Custom regressors into purifiers
As was already mentioned in the first tutorial, purifiers can accept arbitrarily linear regressors from sklearn.linear_model. In order to feed it with a custom linear regressor, some requirements should be fulfilled. Firstly, it should have the same interface as linear regressors from sklearn with the fit and predict methods. Secondly, it should fulfill sklearn requirements to make it possible to clone with sklearn.base.clone function.

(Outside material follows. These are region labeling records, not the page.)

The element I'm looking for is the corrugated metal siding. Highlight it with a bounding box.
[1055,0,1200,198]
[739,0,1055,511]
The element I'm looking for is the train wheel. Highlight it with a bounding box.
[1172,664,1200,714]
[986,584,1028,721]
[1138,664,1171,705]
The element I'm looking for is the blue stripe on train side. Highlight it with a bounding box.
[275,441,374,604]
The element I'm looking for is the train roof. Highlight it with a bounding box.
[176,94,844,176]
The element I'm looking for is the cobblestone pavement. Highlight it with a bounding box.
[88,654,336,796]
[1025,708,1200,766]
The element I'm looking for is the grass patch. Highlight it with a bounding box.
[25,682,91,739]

This tutorial shows an example of such a class.
As before, let’s calculate spherical expansion coefficients for H environments:
Preliminaries
# downloading dataset from https://archive.materialscloud.org/record/2020.110
!wget "https://archive.materialscloud.org/record/file?file_id=b612d8e3-58af-4374-96ba-b3551ac5d2f4&filename=methane.extxyz.gz&record_id=528" -O methane.extxyz.gz
!gunzip -k methane.extxyz.gz
import numpy as np
import ase.io
import tqdm
from nice.blocks import *
from nice.utilities import *
from matplotlib import pyplot as plt
from sklearn.linear_model import BayesianRidge
structures = ase.io.read('methane.extxyz', index='0:1000')
HYPERS = {
'interaction_cutoff': 6.3,
'max_radial': 5,
'max_angular': 5,
'gaussian_sigma_type': 'Constant',
'gaussian_sigma_constant': 0.05,
'cutoff_smooth_width': 0.3,
'radial_basis': 'GTO'
}
all_species = get_all_species(structures)
coefficients = get_spherical_expansion(structures, HYPERS, all_species)
coefficients = coefficients[1]
Our custom class looks like this:
from sklearn.model_selection import cross_val_predict
from sklearn.linear_model import Ridge
class AdaptiveRidge:
def __init__(self):
pass
def fit(self, X, y):
minimum = None
self.best_alpha_ = None
for alpha in np.logspace(-25, 10, 300):
regressor = Ridge(alpha=alpha, fit_intercept=False)
predictions = cross_val_predict(regressor, X, y)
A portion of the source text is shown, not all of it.